Despite this kind of analysis and overall impression among many voters, most economists go back to Yellen’s point about supply and demand. The recent gains in US retail sales have shown a lasting appetite for spending among Americans. And narrowed profit margins on target corporations have shown that inflation is proving detrimental to some companies.
Biden and Fed Chair Jerome Powell have all said it is the central bank – not the politically elected officials – that has the main responsibility for controlling inflation.
“The reality is that companies are always ‘greedy’ and always trying to maximize profits,” said Mark Goldwyn, senior policy director at a responsible federal budget committee. “The ability to raise prices and therefore gain only if demand supports it.”
‘Greed inflation’ argument
Many of the arguments for “greed inflation” are “unequivocally wrong and misleading,” Furman tweeted earlier this month.
Robert Reich, who served as Secretary of Labor under President Bill Clinton, said legislation could be successful even if companies are not the main problem.
“No one believes that inflation is the main cause of inflation,” said Rich, now a professor of public policy at the University of California, Berkeley. “The real question is whether the power of corporate prices is making matters worse. And there is ample evidence of that.”
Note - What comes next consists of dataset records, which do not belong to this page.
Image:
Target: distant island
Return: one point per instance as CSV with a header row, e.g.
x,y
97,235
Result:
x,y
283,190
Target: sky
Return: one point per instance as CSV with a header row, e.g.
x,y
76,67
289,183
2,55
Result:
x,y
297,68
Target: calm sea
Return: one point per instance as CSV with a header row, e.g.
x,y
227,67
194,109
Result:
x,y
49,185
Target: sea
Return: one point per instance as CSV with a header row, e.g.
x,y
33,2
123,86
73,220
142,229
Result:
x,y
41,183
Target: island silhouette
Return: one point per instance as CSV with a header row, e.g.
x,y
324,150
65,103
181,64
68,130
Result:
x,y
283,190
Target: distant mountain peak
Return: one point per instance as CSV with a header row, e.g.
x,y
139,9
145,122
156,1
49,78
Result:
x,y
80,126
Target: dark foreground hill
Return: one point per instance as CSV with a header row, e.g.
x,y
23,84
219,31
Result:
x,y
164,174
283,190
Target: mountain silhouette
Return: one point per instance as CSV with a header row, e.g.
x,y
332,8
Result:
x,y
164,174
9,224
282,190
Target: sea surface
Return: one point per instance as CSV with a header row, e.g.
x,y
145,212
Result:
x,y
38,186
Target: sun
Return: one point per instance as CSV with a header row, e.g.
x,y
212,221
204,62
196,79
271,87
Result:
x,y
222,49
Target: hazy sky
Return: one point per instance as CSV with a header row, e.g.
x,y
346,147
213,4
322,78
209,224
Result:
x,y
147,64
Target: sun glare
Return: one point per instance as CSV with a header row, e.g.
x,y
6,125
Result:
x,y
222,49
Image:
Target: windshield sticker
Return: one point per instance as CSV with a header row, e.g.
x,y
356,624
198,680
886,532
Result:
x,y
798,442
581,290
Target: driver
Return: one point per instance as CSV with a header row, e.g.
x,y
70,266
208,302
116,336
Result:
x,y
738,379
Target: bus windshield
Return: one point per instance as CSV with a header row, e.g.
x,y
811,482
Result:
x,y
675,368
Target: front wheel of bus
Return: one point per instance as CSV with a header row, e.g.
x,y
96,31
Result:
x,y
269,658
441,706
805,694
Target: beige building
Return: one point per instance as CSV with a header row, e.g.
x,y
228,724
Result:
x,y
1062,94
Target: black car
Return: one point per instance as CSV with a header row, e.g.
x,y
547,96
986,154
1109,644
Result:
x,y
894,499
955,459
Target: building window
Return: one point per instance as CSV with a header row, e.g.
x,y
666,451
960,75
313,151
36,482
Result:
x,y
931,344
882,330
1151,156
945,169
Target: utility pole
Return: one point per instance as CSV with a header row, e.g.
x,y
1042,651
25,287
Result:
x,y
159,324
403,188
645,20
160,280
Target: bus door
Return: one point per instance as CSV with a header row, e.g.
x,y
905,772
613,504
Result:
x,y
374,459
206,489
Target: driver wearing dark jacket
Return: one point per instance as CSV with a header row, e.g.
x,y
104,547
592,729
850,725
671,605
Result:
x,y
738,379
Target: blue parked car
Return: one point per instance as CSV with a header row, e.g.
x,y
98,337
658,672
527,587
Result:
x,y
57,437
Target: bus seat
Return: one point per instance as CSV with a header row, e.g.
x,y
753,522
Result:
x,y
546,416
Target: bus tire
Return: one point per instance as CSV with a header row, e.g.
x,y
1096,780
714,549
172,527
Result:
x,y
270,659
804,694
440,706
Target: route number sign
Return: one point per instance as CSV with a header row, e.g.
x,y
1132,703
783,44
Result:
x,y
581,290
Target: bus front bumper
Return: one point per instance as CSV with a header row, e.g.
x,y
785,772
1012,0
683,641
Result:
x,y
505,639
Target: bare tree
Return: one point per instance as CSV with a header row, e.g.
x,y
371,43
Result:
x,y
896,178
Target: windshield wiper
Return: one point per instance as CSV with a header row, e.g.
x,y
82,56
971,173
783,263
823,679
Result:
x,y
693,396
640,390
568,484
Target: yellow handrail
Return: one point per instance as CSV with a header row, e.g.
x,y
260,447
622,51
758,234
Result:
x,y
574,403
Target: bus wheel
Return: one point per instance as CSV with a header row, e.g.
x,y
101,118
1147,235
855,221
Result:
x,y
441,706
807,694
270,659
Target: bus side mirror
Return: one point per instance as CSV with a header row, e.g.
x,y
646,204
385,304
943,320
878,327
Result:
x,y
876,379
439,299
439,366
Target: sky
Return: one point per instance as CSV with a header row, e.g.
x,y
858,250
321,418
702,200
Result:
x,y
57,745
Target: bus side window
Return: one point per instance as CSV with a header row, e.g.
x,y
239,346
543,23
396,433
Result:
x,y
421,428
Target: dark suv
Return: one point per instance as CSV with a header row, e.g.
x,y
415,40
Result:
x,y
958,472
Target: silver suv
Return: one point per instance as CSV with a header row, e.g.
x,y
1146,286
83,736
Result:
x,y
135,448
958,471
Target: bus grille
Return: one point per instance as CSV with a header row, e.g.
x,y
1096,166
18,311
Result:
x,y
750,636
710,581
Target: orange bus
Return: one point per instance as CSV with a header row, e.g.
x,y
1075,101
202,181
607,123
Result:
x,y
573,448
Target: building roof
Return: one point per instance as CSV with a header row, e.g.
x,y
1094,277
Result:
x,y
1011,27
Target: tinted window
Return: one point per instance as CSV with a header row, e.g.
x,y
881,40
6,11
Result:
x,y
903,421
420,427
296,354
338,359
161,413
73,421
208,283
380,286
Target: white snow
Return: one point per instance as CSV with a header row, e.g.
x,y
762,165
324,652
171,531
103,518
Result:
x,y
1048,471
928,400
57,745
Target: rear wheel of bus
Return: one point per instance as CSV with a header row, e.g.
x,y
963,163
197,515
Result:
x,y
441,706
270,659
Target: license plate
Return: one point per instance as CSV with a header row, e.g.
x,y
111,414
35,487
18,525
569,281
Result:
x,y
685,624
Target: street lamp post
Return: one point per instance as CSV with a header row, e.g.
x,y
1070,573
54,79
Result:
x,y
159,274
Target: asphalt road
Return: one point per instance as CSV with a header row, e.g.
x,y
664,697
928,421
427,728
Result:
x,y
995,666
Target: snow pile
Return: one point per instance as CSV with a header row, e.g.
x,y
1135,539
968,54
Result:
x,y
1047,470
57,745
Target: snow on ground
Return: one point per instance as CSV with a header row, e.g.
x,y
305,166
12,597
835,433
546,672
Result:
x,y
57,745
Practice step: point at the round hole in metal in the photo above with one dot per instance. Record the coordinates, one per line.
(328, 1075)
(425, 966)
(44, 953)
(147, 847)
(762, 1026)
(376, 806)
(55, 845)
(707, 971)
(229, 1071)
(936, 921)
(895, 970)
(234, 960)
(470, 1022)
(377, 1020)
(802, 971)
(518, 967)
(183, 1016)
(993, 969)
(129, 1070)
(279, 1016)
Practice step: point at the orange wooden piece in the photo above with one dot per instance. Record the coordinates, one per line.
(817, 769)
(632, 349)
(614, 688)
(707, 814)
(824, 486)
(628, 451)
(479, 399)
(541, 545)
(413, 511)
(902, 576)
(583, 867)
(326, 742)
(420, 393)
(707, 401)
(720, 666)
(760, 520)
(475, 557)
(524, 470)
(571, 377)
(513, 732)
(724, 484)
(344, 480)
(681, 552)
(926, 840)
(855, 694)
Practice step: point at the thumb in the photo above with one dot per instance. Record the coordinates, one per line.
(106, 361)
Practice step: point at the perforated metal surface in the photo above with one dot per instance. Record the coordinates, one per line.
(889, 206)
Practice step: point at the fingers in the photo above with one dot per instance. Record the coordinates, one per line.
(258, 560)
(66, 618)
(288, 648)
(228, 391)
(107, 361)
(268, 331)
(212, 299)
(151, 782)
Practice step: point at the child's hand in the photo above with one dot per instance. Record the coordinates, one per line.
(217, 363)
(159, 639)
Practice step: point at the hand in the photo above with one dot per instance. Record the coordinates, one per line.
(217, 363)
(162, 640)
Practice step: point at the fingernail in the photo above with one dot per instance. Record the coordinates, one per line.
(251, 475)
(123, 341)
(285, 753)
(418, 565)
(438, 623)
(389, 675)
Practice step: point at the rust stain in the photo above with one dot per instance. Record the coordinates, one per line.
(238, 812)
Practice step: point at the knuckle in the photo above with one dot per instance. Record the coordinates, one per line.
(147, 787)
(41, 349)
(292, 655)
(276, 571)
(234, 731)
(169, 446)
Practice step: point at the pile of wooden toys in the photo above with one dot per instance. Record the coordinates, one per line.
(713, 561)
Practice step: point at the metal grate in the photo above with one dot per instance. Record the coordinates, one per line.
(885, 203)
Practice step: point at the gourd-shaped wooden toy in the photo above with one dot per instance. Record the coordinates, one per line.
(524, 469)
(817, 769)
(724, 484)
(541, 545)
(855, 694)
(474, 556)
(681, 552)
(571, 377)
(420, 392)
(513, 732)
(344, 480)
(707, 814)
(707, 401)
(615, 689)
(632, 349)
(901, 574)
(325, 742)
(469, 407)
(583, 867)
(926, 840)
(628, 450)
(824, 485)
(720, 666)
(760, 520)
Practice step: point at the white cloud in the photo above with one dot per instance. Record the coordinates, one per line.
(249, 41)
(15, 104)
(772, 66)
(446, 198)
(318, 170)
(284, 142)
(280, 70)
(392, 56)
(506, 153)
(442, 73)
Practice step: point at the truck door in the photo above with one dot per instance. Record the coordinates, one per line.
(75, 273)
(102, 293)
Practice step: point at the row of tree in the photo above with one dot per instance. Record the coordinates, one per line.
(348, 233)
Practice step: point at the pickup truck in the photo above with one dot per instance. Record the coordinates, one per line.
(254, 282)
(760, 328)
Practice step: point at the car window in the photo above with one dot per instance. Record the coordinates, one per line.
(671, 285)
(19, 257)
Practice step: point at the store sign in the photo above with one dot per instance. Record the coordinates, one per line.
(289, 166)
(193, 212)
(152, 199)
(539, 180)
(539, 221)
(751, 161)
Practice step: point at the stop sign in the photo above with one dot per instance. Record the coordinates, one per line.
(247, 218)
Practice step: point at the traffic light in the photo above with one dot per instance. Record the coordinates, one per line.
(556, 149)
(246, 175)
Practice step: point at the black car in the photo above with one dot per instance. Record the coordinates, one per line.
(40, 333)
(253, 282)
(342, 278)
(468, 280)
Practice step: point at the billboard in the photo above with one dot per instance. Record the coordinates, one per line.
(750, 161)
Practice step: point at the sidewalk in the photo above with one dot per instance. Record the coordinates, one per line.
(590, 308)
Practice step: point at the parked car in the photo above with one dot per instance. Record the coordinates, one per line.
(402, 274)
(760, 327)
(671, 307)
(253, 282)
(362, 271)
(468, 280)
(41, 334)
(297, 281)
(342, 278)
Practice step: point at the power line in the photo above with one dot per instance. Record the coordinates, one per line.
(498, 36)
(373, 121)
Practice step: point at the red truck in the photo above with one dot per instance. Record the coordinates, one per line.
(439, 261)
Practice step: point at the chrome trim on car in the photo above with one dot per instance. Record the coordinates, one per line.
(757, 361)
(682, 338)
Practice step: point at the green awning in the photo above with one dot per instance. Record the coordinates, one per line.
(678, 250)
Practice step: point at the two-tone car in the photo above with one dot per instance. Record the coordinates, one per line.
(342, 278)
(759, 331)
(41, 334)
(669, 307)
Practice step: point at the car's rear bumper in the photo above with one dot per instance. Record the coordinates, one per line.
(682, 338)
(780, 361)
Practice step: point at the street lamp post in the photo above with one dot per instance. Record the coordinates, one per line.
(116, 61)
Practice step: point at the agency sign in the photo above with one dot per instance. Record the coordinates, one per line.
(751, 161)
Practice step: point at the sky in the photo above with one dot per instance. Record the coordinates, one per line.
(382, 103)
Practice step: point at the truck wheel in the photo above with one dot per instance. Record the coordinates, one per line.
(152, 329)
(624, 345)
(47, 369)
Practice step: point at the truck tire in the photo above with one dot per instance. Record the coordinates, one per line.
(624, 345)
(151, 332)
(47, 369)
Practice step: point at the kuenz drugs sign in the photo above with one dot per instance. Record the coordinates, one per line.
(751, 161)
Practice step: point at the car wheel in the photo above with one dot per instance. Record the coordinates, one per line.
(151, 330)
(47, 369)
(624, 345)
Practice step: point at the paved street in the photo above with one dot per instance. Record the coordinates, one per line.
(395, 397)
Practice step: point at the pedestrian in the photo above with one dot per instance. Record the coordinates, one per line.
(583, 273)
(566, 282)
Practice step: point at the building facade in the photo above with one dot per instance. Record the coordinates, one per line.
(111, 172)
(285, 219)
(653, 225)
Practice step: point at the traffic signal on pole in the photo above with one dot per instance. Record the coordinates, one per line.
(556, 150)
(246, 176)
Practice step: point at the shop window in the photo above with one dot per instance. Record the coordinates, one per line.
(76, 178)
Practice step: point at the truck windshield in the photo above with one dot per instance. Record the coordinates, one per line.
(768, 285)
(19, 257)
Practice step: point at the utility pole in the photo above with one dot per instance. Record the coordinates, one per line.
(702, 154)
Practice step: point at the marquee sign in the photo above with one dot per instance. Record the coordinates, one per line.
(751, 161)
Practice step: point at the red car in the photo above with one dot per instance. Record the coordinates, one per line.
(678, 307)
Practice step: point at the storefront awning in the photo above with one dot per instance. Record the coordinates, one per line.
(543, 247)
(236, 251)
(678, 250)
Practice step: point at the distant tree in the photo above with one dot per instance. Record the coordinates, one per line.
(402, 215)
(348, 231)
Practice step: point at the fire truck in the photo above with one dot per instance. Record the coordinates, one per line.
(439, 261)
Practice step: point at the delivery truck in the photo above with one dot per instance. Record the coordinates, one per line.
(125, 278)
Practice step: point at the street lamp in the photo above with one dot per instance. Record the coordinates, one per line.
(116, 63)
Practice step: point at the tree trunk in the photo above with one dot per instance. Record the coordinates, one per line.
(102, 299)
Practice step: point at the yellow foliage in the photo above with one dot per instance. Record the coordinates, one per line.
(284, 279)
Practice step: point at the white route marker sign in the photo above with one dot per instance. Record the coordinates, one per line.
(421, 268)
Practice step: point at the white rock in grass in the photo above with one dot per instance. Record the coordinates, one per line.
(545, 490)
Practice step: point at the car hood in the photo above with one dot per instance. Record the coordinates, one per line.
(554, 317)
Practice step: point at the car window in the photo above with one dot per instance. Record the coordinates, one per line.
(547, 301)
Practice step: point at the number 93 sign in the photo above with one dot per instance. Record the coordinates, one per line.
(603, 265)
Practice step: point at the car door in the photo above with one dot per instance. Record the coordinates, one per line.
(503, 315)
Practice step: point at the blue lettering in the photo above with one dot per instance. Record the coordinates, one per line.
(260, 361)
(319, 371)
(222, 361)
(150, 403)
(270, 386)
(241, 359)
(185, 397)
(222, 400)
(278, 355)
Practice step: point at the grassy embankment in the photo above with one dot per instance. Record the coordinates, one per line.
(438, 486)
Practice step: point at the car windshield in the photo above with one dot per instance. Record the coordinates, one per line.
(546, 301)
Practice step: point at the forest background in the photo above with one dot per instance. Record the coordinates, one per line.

Pelosi and his leadership team have had a difficult time gathering votes for the House price increase bill and may decide to pull it off schedule. As this week passes, there is little chance that Republicans will need a vote in the Senate. What’s more, Senate Energy Committee Democratic Chair Joe Manchin told reporters this week that he would like to see evidence of gossip before announcing his support.
Florida Moderate Democrat Stephanie Murphy said “I have some real concerns about the contents of this bill – the ambiguity of what is defined as price increases, as well as potential price controls and regulations that will affect small businesses like real gas station owners”.
The law would give the Federal Trade Commission the power to impose fines on companies that “exploit situations related to fuel emergencies to unreasonably raise prices.” Heat-fuel subsidy funds will be used for low-income people.
Critics say it gives the FTC too much leeway in pricing and could be used to fix prices.
“My concern is that this is how a socialist government works,” said Kathy McMurray Rogers, a top Republican in Washington’s House of Energy and Commerce, at a hearing this week.
That argument resonates beyond GOP.
Such moves could make matters worse – like a long line for gasoline in the 1970s – said Ben Ritz, director of the Center for Funding America’s Future’s Progressive Policy Institute, a center-left group. And if consumers expect shortages, they will go out and try to stockpile more, which could push prices even further, he said.
“The problem is we have a lot of dollars behind very few commodities – I don’t think you can fix it by simply banning price increases in industries where prices are rising,” said Adam Ozimek, chief economist at Economic Innovation Group. “It’s a huge distraction from focusing on the real issues that are driving inflation.”